В. Л. Комаров на всю жизнь остался страстным путешественником, стремясь изучить неизведанные еще им края и области. Он был в Северной Монголии, достиг самых высоких вершин Саянского хребта, был в Южно-Уссурийском крае и на Камчатке, исследовал флору Якутии, во Франции изучал долину Шамони, был в горах Кавказа. Тянь-Шаня, Алтая.
Владимир Леонтьевич много писал. Он всегда упорно и последовательно проводил линию на самую тесную связь науки с практикой. Работы в овцеводческих хозяйствах, начатые советскими гельминтологами еще до Великой Отечественной войны, получили горячую поддержку президента Академии Наук.
Комаров исключительно интересно рассказывал, его речь, живая и остроумная, всегда увлекала собеседника. Вот и сейчас я с неослабным вниманием слушал его воспоминания об экспедициях.
От воспоминаний незаметно перешли к вопросам современного развития науки, и меня очень ободрили грандиозные прогнозы Комарова. Полыхала война, огромная территория нашей страны была еще оккупирована врагом, и в это напряженное время Комаров говорил о будущем, о невиданном и грандиозном развитии науки. Ушел я от него в прекрасном настроении.
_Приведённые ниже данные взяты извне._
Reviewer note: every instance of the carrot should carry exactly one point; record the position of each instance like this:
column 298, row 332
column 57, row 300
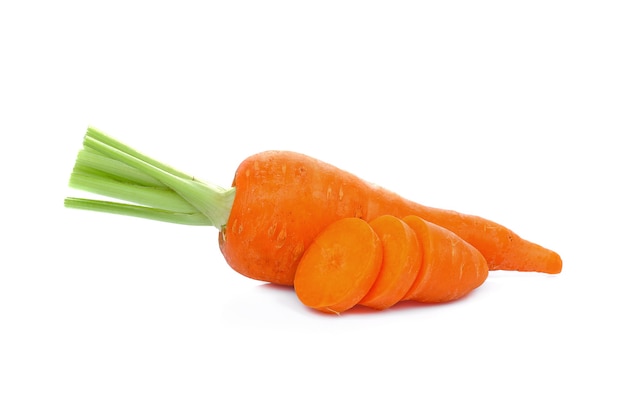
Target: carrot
column 451, row 267
column 285, row 199
column 339, row 267
column 278, row 203
column 402, row 258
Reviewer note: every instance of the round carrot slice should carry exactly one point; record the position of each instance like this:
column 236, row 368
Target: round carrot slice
column 339, row 267
column 402, row 258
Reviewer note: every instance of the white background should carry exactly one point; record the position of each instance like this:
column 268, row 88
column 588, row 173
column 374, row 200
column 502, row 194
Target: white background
column 510, row 110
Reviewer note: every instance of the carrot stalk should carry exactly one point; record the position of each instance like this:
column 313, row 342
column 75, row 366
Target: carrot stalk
column 278, row 203
column 402, row 259
column 339, row 267
column 108, row 167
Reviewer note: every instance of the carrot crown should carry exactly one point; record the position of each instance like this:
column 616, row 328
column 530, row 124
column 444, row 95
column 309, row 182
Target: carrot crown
column 144, row 187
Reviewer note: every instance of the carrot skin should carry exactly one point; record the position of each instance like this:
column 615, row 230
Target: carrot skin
column 451, row 267
column 339, row 267
column 284, row 199
column 402, row 259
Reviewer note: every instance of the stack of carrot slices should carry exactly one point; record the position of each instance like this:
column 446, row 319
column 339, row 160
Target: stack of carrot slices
column 386, row 260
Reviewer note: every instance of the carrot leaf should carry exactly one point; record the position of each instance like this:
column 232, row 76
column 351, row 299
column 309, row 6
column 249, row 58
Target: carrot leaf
column 110, row 168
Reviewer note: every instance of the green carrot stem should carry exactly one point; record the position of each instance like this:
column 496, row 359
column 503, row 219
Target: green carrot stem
column 195, row 219
column 107, row 167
Через несколько дней состоялся очень серьезный разговор с Зориком. После работы на Метрострое младший мой сын окончил рабфак, поступил в Московский ветеринарный институт. Он женился, его жена Ирина и маленький сынишка Андрюша эвакуировались с нами в Казань. Сейчас Георгий учился в аспирантуре при Казанском вет-институте и, как аспирант, имел бронь, в армию его не брали. Он несколько раз ходил в военкомат, но ему отказывали: «Вы должны учиться, у вас бронь». И вот сын пришел ко мне посоветоваться: он решил послать телеграмму на имя Верховного главнокомандующего с просьбой отправить его на фронт. О своем решении он не сказал ни Лизе, ни своей жене — не хотел их расстраивать.
Георгий написал телеграмму, изложив в — ней свою просьбу, а я на ней приписал: «С решением сына согласен. Ажадемик Скрябин». В таком виде сын отправил телеграмму Сталину.
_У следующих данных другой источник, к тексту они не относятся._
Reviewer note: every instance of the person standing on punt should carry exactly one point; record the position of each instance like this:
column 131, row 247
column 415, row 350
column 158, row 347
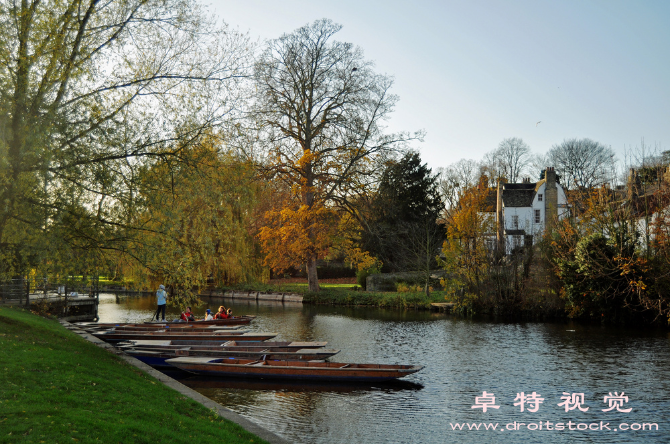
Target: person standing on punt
column 222, row 313
column 161, row 296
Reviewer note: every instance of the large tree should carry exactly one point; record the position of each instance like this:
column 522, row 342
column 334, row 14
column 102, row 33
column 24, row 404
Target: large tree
column 401, row 221
column 320, row 108
column 583, row 163
column 89, row 92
В тяжелые годы войны все мы особенно остро ощутили свою кровную, неразрывную связь с Родиной. Достоинство человека измерялось теперь глубиной его любви к Отчизне. И то, что Георгий рвался на фронт, поднимало его в моих глазах. Забегая вперед, скажу, что вскоре желание младшего сына было удовлетворено.
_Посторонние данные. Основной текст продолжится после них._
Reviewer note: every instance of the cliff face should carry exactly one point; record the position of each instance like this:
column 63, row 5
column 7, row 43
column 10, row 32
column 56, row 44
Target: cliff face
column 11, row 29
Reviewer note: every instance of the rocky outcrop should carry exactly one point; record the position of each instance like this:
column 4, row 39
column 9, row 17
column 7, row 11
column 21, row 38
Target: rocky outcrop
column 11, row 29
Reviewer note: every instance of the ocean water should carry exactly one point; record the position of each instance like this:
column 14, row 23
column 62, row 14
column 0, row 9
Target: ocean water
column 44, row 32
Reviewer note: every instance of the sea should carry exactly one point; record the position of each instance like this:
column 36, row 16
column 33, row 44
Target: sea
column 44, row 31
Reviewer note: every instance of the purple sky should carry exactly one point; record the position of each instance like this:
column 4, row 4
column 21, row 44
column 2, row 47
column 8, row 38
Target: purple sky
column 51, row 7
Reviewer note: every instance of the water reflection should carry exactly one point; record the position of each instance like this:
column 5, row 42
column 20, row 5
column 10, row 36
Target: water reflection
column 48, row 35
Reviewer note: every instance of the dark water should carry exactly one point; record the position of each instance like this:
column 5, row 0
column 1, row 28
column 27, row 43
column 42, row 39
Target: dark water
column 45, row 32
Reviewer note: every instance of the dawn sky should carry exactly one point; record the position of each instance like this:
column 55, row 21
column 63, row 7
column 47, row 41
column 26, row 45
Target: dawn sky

Утром, когда я шел на работу, к вокзалу направлялось воинское подразделение. Солдаты пели «Священную войну»:
Вставай, страна огромная,
Вставай на смертный бой
С фашистской силой темною.
С проклятою ордой!
Пусть ярость благородная
Вскипает как волна —
Идет война народная,
Священная война…
Эта песня в дни войны для всех нас была подлинным гимном. Я всегда любил и уважал своих сыновей, но сейчас это чувство во мне углубилось, стало сильнее и доставляло мне истинную отцовскую радость.
21 ноября 1942 года — исторический день, который все мы, пережившие его, прекрасно помним. По радио сообщили: наши войска перешли в успешное контрнаступление под Сталинградом.
Лиза была в госпитале. Вдруг меня подозвали к телефону, я услышал ее взволнованный голос:
— Костя! — кричала она. — Ты слыхал сообщение? Под Сталинградом наступление, наши, наши наступают!
Вся Казань только об этом и говорила. Да и не только Казань. Этой новостью жила вся Россия, весь мир. К Сталинграду были обращены взоры всех людей всех континентов земного шара. После долгих месяцев ожесточенных боев, когда все с волнением ждали сводок Совинформбюро и с тревогой следили за ходом Сталинградской битвы, мы наконец дождались: наши наступали, успешно наступали!